Contribution of the multidisciplinary team of the better at home program in reversing a case considered palliative in the Municipality of Acreúna, Goias (GO) State, Brazil
DOI:
https://doi.org/10.33448/rsd-v13i11.47366Keywords:
Multidisciplinary Team; Reversal; Palliative Care.Abstract
This article aims to explore the contribution of the multidisciplinary team from the Melhor em Casa Program in reversing a case considered palliative in Acreúna, GO. It describes a retrospective case study of a patient admitted to the Melhor em Casa Program, in Acreúna - GO, on 08/08/2024, with Traumatic Brain Injury (TBI) and subdural hematoma. The patient also had comorbidities such as epilepsy, systemic arterial hypertension (SAH) and diabetes mellitus (DM). Due to the severity of his clinical condition, he was considered palliative and received nutritional support through Gastrostomy (GTT) and diseases with oxygenation and tracheostomy (TQT).
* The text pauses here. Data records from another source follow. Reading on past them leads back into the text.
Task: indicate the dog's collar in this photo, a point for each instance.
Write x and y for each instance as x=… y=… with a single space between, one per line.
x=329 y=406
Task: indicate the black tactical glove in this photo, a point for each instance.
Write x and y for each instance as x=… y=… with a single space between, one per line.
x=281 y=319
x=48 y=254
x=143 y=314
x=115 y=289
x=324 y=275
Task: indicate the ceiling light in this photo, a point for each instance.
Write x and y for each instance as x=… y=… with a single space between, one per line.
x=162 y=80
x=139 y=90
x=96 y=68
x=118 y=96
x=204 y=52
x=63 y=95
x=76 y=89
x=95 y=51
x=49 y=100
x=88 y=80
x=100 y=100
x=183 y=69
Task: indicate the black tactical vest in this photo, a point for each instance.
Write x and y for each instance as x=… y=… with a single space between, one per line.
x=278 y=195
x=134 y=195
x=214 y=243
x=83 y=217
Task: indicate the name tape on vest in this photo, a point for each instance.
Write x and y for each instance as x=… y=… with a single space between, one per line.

The analysis was based on a review of the medical records, highlighting the work of the multidisciplinary team, made up of a doctor, nursing team, physiotherapy and nutritionist, who intervened to improve the patient's general condition. Throughout the treatment, a positive evolution was noted, with a direct impact on the patient's quality of life. The result of these interventions was significant, leading to the removal of the tracheostomy (TQT) and the reintroduction of oral feeding, demonstrating the success of specialized integrated care in the treatment of patients with multiple serious and delicate clinical conditions.